A Shocking Report on Sexual Assault at Tulane University in New Orleans

Many colleges and universities across the United States have surveyed their students on their experiences with sexual assault, sexual harassment, and sexual misconduct on campus. In many cases the results of those surveys have caused a great deal of concern.

But perhaps one of the more startling surveys was the one recently released by Tulane University in New Orleans. There, 41 percent of undergraduate women students who responded to the survey reported that they had been victims of sexual assault since coming to campus. The university defines sexual assault as rape, attempted rape, or “fondling, kissing, or rubbing up against a person’s private areas of their body (lips, breast/chest, crotch, or butt), or removing clothing without the person’s consent by incapacitation or force.”

Some 24 percent of undergraduate women respondents reported that they had been raped and 21 percent stated they were victims of attempted rape.

Seventy-four percent of women who experienced any form of sexual assault reported they were incapacitated by alcohol at the time of the incident.

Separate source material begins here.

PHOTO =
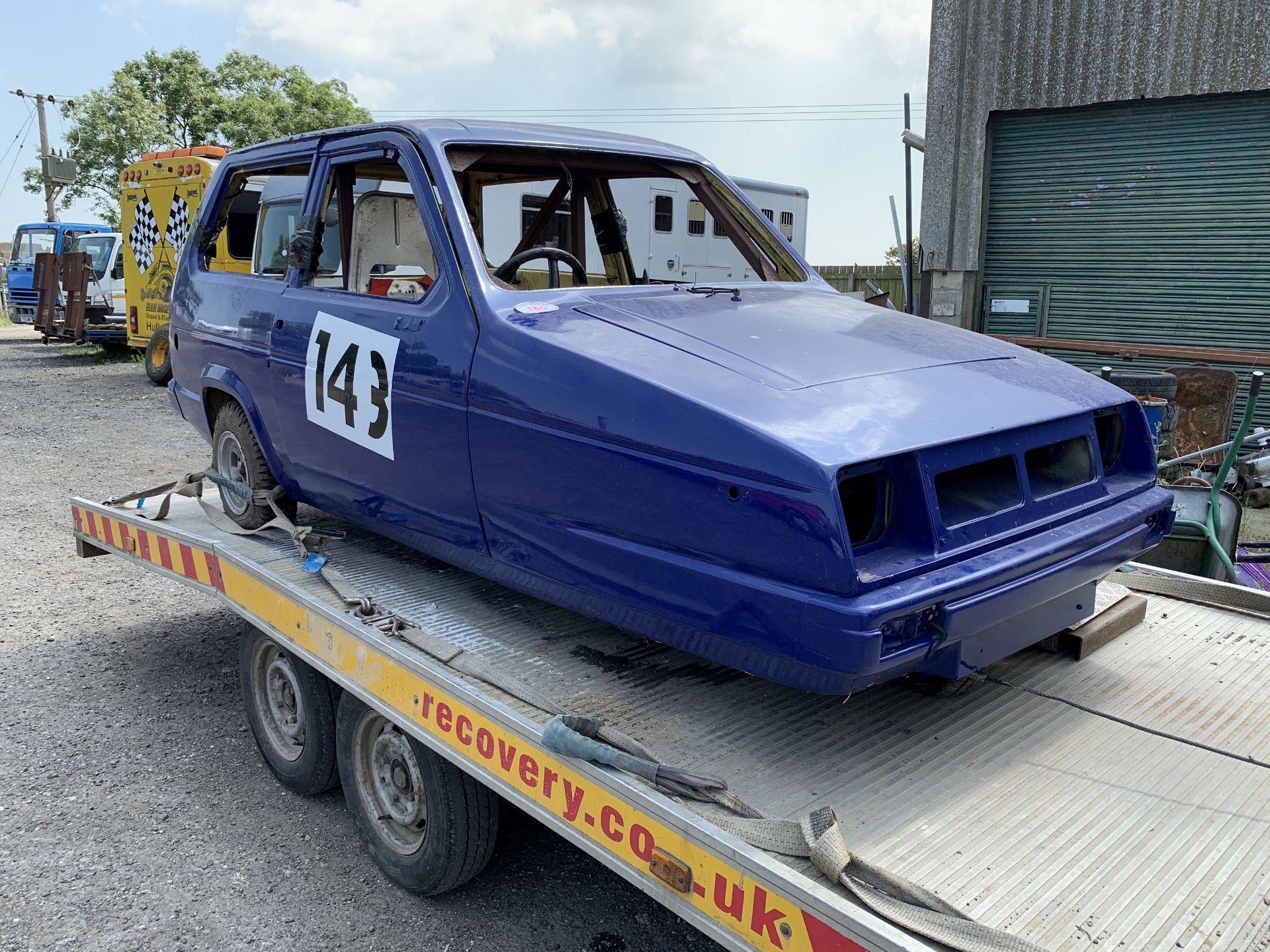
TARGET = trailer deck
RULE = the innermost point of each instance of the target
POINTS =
(1056, 825)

White heterosexual women were twice as likely to be victims of sexual assault than heterosexual women of color.

These statistics cannot be dismissed by a claim that they are taken from a small sample size. Nearly half of the close to 10,000 students who were asked to participate, did so.

Michael A. Fitts, president of Tulane University, stated in the report that “if we are to succeed, and we must, we will need help from every single member of our community to create a culture of prevention. Our work will require a better understanding of not just the definition of legal consent, but also of the power structures and cultural beliefs that contribute to sexual misconduct.”